Certainly blue chips need interest rate cuts and at least one big takeover bid for support. The rates reduction should occur soon and, if the rumour mill was in form, the bid action should come early next week. GRE, the Guardian Royal Exchange insurance group, reasserted its position as the market's favourite victim.

The shares outperformed other blue chips, achieving a 22p gain to 292p in unusually busy trading. BAT Industries, facing increasing tobacco problems in the US, is regarded as the most likely to strike. The insurance group is seen as an ideal add-on to BAT's already extensive financial interests which include the Eagle Star insurance business. BAT shares were unchanged at 557.5p.

But a BAT strike is not the only story circulating. A defensive merger with Legal & General, also a rumoured target, is another continuing yarn; so is a get-together with the market's leading bank bid candidate, Standard Chartered. Suggestions the long rumoured Continental insurance bid is at last about to materialise lifted some other insurers, with Royal up 17p at 400p and General Accident 18p at 683p.

L&G was little changed at 694p; Standard, in a strong bank sector, rose a further 8p to 614p.

Other takeover favourites bounced higher, including Bank of Scotland, Royal Bank of Scotland and Asda, the supermarket chain.

Vickers, the engineering group embracing Rolls-Royce cars, was another in the bid frame with talk of a Continental strike creating the action. The shares purred 7p to 278p.

The biotech babes were again high on drugs. British Biotech, on its cancer drug, was traded at 2,625p overnight and touched 2,150p in morning trading on hopes of US buying. But the Americans failed to arrive and the shares closed at 1,675p, up 127p. There are expectations the group will produce encouraging progress reports on another drug over the weekend.

Proteus, the drug designer, rose 35p to 144p, as it announced the first of its signalled deals, an income-producing licence agreement with SmithKline Beecham. Celltech, results on Wednesday, gained 53p to 602p and newcomer Peptide Therapeutics put on a further 13p to 251p.

MAID, the on-line information group which has just achieved a US listing, headed the hi-tech brigade, spurting 39p to 274p as it put its 100 million pages of business information on to the Internet.

CMG, a computer software group, made a bright start; placed at 290p, the shares reached 339p.

But it was not all one way traffic. BSkyB was at one time up 27p as buyers chased shares in a narrow market. They banked on US buying following the company's inclusion in the internationally followed Morgan Stanley Capital Index and further support from the Endsleigh League deal.

But then the Office of Fair Trading intervened, deciding to review the satellite television group's sports coverage, presumably sparked off by the Endsleigh deal, and its relationship with cable channels.

In often frantic trading the shares slumped 51p and then staged a modest rally, closing 5.5p down at 428.5p.

Coal Investments was another casualty, crashing 21p to 35p.

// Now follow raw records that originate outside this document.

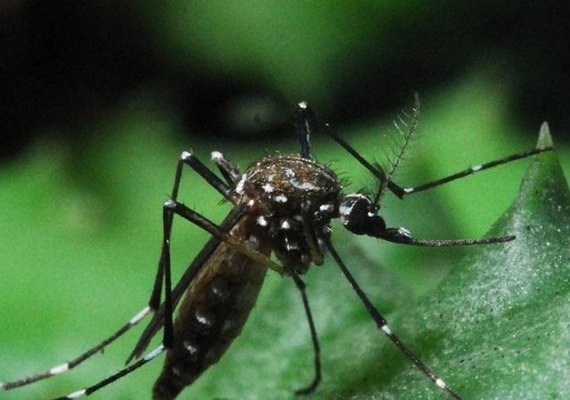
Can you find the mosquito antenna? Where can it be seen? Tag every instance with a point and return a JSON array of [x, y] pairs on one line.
[[382, 325], [376, 170], [303, 116], [400, 156]]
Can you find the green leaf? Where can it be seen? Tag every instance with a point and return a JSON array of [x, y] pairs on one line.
[[496, 328]]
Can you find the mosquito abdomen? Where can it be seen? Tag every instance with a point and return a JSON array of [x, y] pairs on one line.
[[212, 314]]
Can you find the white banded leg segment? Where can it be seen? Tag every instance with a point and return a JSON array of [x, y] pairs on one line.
[[62, 368], [118, 375]]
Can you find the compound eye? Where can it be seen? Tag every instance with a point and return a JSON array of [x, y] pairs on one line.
[[355, 213]]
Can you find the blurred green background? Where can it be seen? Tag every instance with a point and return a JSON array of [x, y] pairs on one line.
[[99, 98]]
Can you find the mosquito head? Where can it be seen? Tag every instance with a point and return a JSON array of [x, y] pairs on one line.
[[359, 214]]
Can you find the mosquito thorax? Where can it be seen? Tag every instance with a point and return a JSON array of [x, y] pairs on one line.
[[359, 215], [292, 201]]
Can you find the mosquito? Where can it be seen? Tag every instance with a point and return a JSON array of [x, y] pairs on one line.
[[283, 205]]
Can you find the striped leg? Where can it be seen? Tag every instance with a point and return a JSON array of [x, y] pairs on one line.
[[59, 369], [382, 325], [186, 158], [116, 376]]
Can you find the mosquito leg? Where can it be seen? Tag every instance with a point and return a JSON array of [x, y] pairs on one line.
[[107, 381], [163, 274], [230, 172], [158, 318], [59, 369], [475, 169], [317, 350], [382, 325], [186, 158]]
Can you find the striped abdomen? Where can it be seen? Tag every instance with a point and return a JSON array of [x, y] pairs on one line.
[[212, 314]]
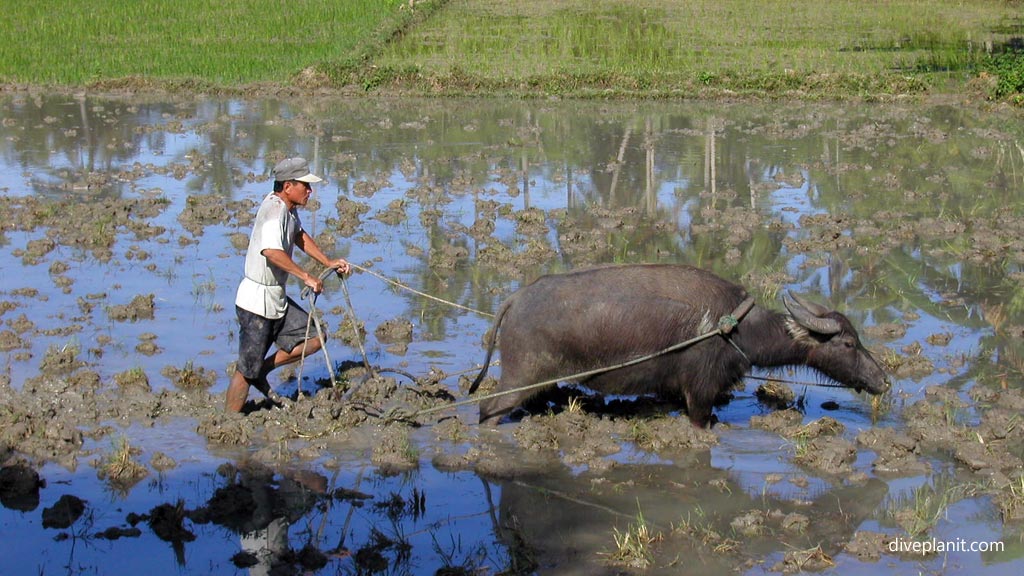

The shares were 119p earlier this year. CI has had to fix up new loan terms with its bankers and is preparing a rights issue, said to be at around 10p.

De La Rue, the paper and security printing group, tumbled a further 17p to 643p. The shares have crashed from a high of 1,052p this year. The group issued another profit warning this week and analysts are continuing to make negative noises.

Hanson is another to lose its appeal. Its latest results prompted a round of downgradings, lowering the shares 10.5p to 185p, lowest for three years.

Pearson jumped 33p to 682p with a brace of big buyers appearing towards the close, and Grand Metropolitan slipped 3p to 439p. Its ESOP sold 51.9 million shares to SBC Warburg which, with Cazenove, placed 15.8 million at around 431p.